I commend students, teachers and parents, like never before, for their perseverance and commitment to STEM learning. The role of technology to provide learning assistance is critical right now to ensure that the momentum for STEM learning is bolstered – not lost – during the pandemic.
Waterloo-based Maplesoft, provider of mathematics-based software to STEM educators, researchers and engineers, has launched Maple Learn, a free, online learning tool to make it easier for students and researchers to analyse and solve mathematical problems. It is also cool to note that this software is powered by the world’s most powerful mathematics engine, which is used by NASA and the Canadian Space Agency.
“Maple Learn is an online environment designed specifically for teaching and learning math and for solving math problems from high school to second year university”, began Karishma Punwani, Director of Academic Products at Maplesoft. “[It] provides great flexibility for problem-solving, combining steps worked out by hand with computations performed by Maple Learn.”
“For students, Maple Learn provides an opportunity to solve a problem or create a graph instantly, such as when they are checking their homework, or to work out problems in the same way they would on paper,” explained Punwani. “When needed, students can also use Maple Learn to check individual steps to help them track down where they went wrong.”
And, for instructors, Punwani remarked, “[they] can use Maple Learn as an engaging environment that helps students learn math, whether they are in the classroom or involved in remote learning.
Maple Learn was launched last month, but its trial phase began last summer. “This beta period was used to engage with educators from high school to university to ensure we had built a product in-tune with their needs,” shared Punwani. “Feedback during the beta period was overwhelmingly positive, with more than 5000 people using Maple Learn during that time.”
“Anyone can use Maple Learn for free – no sign-in required – or they can subscribe for a Maple Learn premium account which unlocks daily limits on certain features,” said Punwani. “Instructors who teach math or a related subject at an accredited high school, college, or university, can request a free Maple Learn Premium account.”
Technology Steps Up During the Pandemic
I asked Punwani about her thoughts regarding technology in student learning, today.
“In the past, many of us associated learning with the classroom environment,” began Punwani. “Our kids learned through teacher driven instruction. However, the pandemic has forced educators and students to adopt remote learning at unprecedented rates.”
“While the need to become proficient at remote education has been challenging for most, the breadth of online learning resources now available to us courtesy of technology have provided many creative teaching and learning opportunities,” remarked Punwani.
“We are able to engage with students in ways that were unimaginable just a few years ago. Children, learning from home, can now interact with a myriad of different online learning resources. These resources are developed by educators and subject matter experts from all around the world, and the content ranges in style and format to suit many learning styles. Children can choose from videos, games, software tools, printouts, etc., and if a particular explanation or tool doesn’t resonate with them there is likely an alternative that will. Moreover, many content providers and organizations, such as Maplesoft, are offering their resources and tools for free or at a substantially reduced cost.”
But, do digital solutions adequately address the challenges that teenagers (and parents!) are facing as distance leaners?
“One of the main challenges faced by high school and university students is the isolation that comes with remote learning,” stated Punwani. “As a result of this separation from the classroom, students are finding it harder to get the support and socialization they’ve grown accustomed to.”
“That said, digital video conferencing tools such as Zoom and Google Meet are helping students stay connected, and online learning environments such as Maple Learn, are making it easier for students to share their work with their teachers, tutors, or classmates.”

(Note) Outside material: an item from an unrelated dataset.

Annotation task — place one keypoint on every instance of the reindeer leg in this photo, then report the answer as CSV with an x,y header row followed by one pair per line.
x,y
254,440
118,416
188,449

“In addition, added Punwani, “Maple Learn allows students to take a picture of their handwritten homework solution and send it to Maple Learn where they can self-diagnose where they went wrong, increasing their ability to work independently.”
“Tools like the Maple Calculator (another free AI math learning tool) and Maple Learn also support parents who are trying to help their children learn math. Parents can … check homework, and explain concepts using illuminating graphs and interactive explorations that require no coding experience to create. These tools will even remind them how to solve the problem, making it easier for parents to help their children learn what they need to know.”
Neil Kaus, an Ontario high school student commented, “It is great for working through math and physics problems as it is the fastest way to enter math on a computer, short of using a stylus.”
Added Kaus, “The ability to easily define, store and use information from a problem has been invaluable to allowing me to focus on problem solving rather than doing arithmetic. The graphing features have allowed me to quickly visualize and gain a better understanding of the math I am working on. The ease of sharing has allowed me to quickly share my work with my teachers and get quick feedback even while doing remote learning.”
Kaus highlighted that it was the “unique combination of being a mathematical notepad, computer algebra system, graphing calculator, and sharing platform all in one [that made] learning math and solving problems easier.”
Maple is currently in use at over 250 educational institutions across Canada, including the University of Waterloo, Wilfrid Laurier University, University of Guelph, University of Toronto, University of Ottawa and others outside of Ontario.